Wishing and Hoping

Its renewal time for a couple of our WBE certifications and we’re hearing from customer Supplier Diversity departments all over the country.  Well, not exactly their Supplier Diversity people.  Rather, their online registration systems are reaching out to tell us our certification is expiring and we might be dropped from their database if we don’t immediately upload a new copy.  For some of these potential customers, it is the only interactive contact we have … the required record in their supplier database.  We’ve had lots of experience with unreturned phone calls, unanswered emails, and when we’re lucky enough to corner a real person at one of the multitude of supplier diversity conferences we re-learn how much Supplier Diversity relies on these registration systems to track, vet and work with its diverse supplier base.

I wish we could get the kind of transparency we practice with our suppliers.  We always go to our supplier database when we’re going to make a purchase.  And, if none of our suppliers handle that product or service, we use our connections in the small, veteran and MWBE supplier community to practice what we preach.

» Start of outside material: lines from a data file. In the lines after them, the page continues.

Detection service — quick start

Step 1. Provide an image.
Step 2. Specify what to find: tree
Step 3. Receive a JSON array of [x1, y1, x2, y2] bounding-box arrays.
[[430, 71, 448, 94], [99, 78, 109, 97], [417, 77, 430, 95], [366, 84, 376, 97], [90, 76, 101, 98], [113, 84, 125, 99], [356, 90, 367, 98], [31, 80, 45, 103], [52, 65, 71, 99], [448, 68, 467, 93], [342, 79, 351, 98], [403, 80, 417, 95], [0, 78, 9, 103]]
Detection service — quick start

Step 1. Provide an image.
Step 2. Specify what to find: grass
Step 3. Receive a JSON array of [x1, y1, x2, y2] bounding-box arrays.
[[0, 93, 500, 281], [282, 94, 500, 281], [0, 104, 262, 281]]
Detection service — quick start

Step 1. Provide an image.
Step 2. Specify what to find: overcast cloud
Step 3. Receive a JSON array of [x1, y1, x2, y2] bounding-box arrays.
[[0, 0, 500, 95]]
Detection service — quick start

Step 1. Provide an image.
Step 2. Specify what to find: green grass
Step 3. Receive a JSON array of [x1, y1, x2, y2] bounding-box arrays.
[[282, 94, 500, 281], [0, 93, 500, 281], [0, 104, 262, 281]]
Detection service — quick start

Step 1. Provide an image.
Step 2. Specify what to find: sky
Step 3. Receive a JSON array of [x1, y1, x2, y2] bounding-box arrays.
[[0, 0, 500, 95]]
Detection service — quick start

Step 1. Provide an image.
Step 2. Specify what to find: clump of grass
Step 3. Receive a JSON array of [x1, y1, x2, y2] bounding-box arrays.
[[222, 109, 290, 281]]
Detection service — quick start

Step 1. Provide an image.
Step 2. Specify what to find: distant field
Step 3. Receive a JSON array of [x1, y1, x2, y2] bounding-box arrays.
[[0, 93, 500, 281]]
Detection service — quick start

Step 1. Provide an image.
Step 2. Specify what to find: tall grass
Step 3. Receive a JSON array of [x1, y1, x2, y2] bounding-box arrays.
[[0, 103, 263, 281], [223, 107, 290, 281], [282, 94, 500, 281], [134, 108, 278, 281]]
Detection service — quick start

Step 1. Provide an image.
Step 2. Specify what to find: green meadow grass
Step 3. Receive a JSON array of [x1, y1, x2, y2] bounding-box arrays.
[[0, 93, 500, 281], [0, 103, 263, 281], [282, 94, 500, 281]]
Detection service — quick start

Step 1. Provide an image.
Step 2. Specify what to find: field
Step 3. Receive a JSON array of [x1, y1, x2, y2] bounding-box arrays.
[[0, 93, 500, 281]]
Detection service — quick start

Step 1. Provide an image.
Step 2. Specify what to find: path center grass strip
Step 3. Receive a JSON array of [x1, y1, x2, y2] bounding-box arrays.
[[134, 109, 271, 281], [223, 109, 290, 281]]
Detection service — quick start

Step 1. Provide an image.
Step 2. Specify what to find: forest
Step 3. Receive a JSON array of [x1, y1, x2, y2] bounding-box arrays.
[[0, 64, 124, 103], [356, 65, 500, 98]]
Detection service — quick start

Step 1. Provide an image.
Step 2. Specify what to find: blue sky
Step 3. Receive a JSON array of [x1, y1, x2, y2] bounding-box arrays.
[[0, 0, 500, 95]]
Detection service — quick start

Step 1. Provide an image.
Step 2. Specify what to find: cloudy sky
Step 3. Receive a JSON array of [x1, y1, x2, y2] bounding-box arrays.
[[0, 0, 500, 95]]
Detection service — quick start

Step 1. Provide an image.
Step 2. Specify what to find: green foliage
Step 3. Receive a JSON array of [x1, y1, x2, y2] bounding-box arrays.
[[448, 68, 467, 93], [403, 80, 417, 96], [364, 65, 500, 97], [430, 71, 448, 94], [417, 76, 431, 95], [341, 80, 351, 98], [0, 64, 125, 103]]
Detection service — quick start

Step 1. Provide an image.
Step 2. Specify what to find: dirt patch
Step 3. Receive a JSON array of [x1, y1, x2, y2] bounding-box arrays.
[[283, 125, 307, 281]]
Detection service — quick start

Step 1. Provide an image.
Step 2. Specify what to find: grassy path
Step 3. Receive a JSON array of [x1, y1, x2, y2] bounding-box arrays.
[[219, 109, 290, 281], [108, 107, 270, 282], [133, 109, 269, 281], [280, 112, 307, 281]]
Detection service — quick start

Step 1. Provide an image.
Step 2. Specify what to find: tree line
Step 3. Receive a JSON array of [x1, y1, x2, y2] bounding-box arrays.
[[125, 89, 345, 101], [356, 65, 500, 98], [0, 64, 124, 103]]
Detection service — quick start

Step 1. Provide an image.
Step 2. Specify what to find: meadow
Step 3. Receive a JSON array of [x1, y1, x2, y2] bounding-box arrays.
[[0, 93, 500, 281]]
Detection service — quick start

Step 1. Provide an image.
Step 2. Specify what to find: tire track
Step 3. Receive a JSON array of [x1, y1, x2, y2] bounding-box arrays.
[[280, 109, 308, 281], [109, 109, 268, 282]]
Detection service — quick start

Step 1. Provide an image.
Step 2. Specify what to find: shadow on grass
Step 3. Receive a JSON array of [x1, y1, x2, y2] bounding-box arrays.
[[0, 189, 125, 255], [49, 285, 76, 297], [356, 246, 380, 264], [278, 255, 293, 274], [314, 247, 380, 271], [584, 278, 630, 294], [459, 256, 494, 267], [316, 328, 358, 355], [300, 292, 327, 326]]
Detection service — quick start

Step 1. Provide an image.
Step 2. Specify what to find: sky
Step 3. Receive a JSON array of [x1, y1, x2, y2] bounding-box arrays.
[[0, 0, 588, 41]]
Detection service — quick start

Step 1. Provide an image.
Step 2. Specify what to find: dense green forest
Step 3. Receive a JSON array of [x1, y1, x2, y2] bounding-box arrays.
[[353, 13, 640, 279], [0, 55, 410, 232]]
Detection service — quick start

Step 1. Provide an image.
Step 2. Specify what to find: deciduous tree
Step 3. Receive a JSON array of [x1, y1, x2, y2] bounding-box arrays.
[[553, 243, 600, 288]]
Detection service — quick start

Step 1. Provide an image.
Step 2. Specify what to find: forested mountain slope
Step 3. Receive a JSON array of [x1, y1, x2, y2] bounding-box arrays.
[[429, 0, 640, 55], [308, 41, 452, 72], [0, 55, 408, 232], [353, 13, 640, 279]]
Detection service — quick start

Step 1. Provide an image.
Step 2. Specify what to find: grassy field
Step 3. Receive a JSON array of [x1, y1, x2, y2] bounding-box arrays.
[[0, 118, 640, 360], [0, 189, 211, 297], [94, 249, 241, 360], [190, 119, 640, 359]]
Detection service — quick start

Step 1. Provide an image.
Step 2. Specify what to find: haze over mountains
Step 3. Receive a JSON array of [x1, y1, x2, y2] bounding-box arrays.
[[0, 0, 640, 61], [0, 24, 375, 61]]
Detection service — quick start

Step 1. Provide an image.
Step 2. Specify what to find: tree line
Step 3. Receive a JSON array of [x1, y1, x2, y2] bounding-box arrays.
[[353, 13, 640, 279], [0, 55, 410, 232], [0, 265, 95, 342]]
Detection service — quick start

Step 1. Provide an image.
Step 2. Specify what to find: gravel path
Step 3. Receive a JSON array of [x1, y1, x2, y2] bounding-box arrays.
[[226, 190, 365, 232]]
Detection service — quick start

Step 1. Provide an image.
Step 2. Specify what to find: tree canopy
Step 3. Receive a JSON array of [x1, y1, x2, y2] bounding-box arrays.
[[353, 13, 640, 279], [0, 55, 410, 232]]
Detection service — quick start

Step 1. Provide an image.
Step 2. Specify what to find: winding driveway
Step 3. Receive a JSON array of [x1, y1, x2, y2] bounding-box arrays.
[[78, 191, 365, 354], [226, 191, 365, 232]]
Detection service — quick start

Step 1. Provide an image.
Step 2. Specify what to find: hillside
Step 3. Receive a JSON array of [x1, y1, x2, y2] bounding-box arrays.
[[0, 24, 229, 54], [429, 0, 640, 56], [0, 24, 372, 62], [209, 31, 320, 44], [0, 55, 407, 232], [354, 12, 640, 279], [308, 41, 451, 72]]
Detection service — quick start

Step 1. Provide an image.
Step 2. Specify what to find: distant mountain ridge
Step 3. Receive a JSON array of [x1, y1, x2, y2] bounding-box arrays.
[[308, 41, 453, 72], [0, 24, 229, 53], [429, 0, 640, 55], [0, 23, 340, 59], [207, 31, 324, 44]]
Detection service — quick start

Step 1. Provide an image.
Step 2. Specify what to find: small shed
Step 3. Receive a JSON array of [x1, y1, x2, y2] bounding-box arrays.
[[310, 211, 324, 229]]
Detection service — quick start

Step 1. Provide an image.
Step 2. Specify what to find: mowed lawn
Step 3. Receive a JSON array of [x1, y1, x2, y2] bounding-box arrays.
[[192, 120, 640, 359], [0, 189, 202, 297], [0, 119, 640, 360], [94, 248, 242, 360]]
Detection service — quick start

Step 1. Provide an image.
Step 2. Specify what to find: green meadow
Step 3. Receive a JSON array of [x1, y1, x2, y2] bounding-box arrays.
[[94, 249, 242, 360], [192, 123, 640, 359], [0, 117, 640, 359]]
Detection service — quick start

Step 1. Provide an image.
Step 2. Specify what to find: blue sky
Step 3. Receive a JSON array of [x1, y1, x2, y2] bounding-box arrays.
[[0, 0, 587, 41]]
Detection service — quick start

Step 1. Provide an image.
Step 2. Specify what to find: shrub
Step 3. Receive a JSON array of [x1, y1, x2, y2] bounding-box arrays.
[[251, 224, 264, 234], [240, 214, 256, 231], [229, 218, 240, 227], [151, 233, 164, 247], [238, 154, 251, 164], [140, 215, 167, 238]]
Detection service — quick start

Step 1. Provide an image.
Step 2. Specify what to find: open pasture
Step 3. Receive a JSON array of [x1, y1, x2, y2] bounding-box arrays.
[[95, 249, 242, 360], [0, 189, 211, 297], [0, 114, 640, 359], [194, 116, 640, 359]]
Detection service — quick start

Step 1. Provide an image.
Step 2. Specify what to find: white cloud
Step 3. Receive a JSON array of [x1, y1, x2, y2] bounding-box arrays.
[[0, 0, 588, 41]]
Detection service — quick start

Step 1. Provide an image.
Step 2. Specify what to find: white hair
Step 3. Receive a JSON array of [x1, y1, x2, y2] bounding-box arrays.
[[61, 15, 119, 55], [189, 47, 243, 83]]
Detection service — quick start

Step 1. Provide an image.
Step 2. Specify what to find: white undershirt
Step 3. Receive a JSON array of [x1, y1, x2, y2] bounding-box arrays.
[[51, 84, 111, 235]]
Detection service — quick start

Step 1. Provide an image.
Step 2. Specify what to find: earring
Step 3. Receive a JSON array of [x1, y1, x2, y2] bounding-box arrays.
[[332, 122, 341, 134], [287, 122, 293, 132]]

I often wonder how many MWBE suppliers are listed in these random corporate and government databases.  And, how does Supplier Diversity actually use these registration systems?  I think many of us — the suppliers — would hope to know answers to a few basic questions:

  • Is this company’s Supplier Diversity database used to share opportunities with potential new vendors on a regular basis?  If not, how is it used to connect with us?
  • Beyond registering in this Supplier Diversity database, how can we proactively engage with your organization to develop a potential relationship? What is the process to identify buyers of our goods and services in your company? Who can we call? Who can we meet with?
  • Does your company buy our goods or services directly from diverse suppliers or are we expected to subcontract through a prime vendor? If the answer is a prime, who is the prime and can you suggest who we contact there?

So much for hopes, I have some blue sky wishes, too.  In a perfect world we could be direct in our communications.  It would benefit the potential customer as well as the supplier to expend its resources in the most productive and efficient manner, right? I wish:

  • They could tell us if there was a real opportunity for us to do business with them in the future.
  • If the potential for those opportunities actually exist, could they please give us a contact who will actually answer emails or return phone calls? We’re happy to fill out all the supplier diversity forms and database requests and keep them current, but some real feedback would be most appreciated!

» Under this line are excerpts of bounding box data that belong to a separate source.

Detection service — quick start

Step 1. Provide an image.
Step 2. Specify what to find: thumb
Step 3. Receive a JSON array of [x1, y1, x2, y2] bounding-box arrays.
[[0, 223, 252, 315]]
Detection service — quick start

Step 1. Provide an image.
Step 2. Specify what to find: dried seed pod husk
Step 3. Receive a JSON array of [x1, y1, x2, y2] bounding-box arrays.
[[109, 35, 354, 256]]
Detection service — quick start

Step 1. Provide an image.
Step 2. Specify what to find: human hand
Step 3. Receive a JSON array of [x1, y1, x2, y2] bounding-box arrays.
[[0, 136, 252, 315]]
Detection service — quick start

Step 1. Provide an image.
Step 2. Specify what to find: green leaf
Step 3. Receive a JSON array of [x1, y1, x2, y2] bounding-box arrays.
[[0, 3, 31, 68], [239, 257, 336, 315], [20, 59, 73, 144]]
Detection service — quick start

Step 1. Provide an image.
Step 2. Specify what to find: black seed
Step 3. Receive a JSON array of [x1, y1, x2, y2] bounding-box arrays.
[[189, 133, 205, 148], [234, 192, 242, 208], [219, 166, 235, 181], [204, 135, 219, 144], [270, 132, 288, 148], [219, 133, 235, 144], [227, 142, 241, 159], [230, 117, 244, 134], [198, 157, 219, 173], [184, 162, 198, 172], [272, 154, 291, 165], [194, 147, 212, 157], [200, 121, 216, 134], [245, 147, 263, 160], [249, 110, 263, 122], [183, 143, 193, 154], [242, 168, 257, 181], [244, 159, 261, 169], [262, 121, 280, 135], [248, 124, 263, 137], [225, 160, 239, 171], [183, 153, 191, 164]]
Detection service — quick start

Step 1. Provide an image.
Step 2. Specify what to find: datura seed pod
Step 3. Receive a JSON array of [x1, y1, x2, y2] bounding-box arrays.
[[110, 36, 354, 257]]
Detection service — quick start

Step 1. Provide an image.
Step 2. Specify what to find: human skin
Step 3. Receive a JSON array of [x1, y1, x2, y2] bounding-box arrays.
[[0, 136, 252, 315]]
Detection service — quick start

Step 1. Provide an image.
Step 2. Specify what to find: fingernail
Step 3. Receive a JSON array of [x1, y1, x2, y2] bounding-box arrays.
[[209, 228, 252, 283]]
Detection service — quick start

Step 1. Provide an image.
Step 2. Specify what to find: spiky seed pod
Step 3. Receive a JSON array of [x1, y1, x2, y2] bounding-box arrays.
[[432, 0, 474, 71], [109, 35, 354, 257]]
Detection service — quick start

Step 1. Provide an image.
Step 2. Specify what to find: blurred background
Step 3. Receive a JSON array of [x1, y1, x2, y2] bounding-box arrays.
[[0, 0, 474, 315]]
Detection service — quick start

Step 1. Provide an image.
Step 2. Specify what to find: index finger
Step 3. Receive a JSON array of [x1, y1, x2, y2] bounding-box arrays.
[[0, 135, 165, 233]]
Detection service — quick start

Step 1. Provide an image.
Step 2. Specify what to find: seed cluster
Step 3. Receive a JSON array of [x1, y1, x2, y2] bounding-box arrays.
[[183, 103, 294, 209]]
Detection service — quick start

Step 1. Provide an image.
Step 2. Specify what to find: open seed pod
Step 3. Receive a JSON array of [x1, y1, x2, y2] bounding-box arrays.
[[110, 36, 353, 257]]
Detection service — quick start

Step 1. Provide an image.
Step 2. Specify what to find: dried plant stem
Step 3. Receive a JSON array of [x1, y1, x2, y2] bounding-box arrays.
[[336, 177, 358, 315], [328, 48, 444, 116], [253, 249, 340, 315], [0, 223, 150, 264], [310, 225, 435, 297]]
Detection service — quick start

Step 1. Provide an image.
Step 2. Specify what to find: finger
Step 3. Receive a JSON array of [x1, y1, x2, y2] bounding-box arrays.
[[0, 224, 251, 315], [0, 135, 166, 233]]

I think all we diverse suppliers really want is an opportunity to bid competitively to provide our goods or services. And five minutes every three, six or twelve months with a real buyer is priceless to us in learning how to best support your organization.

1 thought on “Wishing and Hoping”

  1. It is sad, but true. In the digital age, a database record seems to be as good a contact as a real person. Too often in my experience I’ve learned these databases are not monitored or (really) used — or maybe it just feels that way? One can never truly be certain without the direct, human interaction. The author is correct — all we want is an opportunity to put together a competitive bid for their business. As much as I hate to admit it, I’ve found Supplier Diversity portals to be more of a black hole than a useful resource pool or tool. Hopefully the GetDiversityCertified team can help to change this in the future.